We did that in the first quarter. I think the whole industry did because we obviously have this large overhang of distillate coming out of the warm winter. And mechanically, we created – we took a distillate problem and turned it into a gasoline problem. So at the end of the day we can make those switches but the bottom line is there’s too much clean product and the only way you can solve that problem is reducing the amount of clean product that you make.
Paul Cheng: And Torrance, just curious there, is there any data you can share in terms of what is the cash operating costs may look like? And also that when you’re looking at the improvement that you’re going to do, is it more hardware related? Or just the culture of the people?
Thomas J. Nimbley: That’s a great question, Paul. First question is we’ve basically some of the plants that Exxon had and we’re honing them as we speak. So we believe we’re going to be – we have to get some cash operating costs out of there. We know how we’re going to do that to a certain extent, I don’t want to go into it on the line, because it’s just – we haven’t divulged all of our plans and reviewed them internally, even with the people of Torrance, but we recognize that we’ve got to get a fair amount of monies, $50 million or so, out of Torrance on a go-forward basis on the cash side, operating as a merchant refinery.
Second part of your question, this is a culture issue. I said this to the people at Torrance, the hardware is unbelievably good. Exxon spent a ton of money fixing things that they obviously had problems with.

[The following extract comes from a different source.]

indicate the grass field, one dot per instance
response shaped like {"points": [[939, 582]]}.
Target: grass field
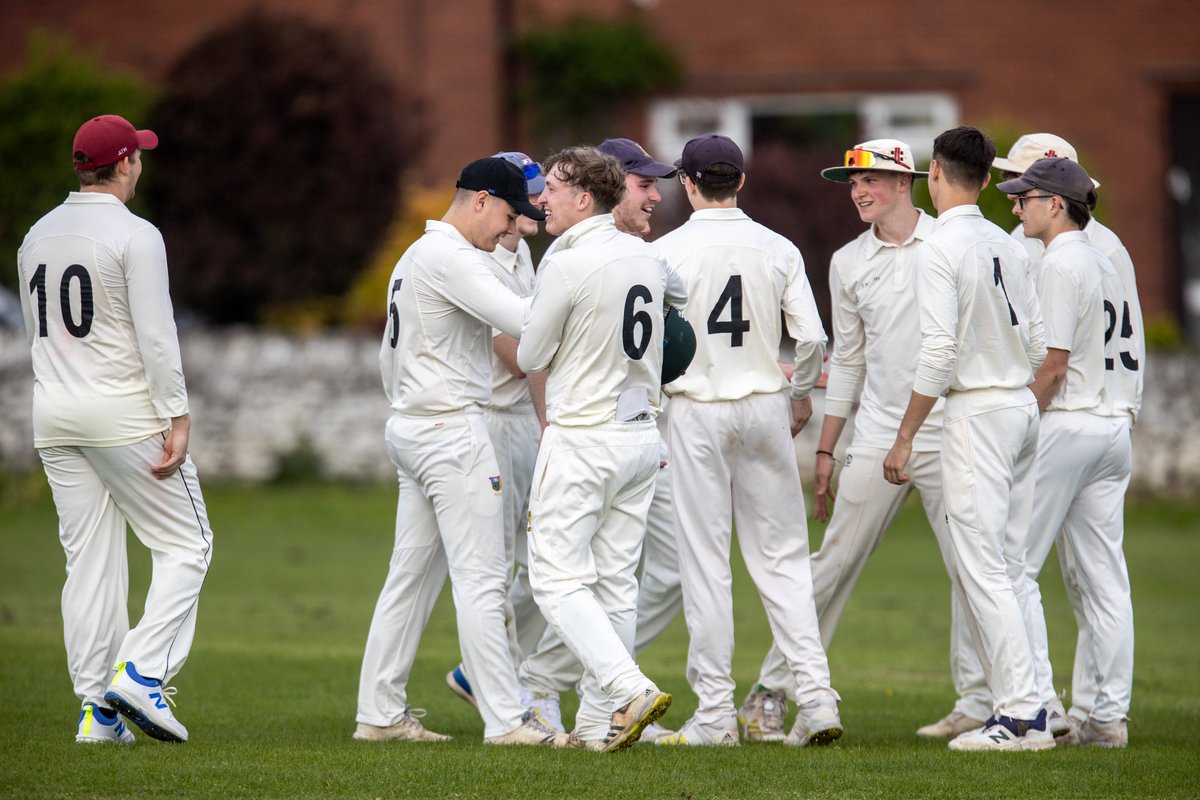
{"points": [[269, 692]]}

As I look at Torrance, this is a facility that has somewhat been under a black cloud for a period of time because Exxon – I personally believe Exxon probably had made a decision that they were not going to run a single refinery operation in the state of California.
And then if you go fast forward to February of 2015 when this explosion took place. Envision these people going to work inside the fence line every day, 12 hours, trying to put that place back together and then going home and seeing their colleagues on the nightly news getting blasted because of their being poor performers. To a certain extent they were beating down a group of people. They’re better than that. We know they are better than that. It’s all about changing the culture to be a merchant refinery. To understand that this is a core asset for PBF. It wasn’t a core asset for Exxon. This is all Baytown in effect and get them to really engage. So far, we’ve been enthused about it. The talent level is there. It’s just a question of changing the culture so you are spot on.”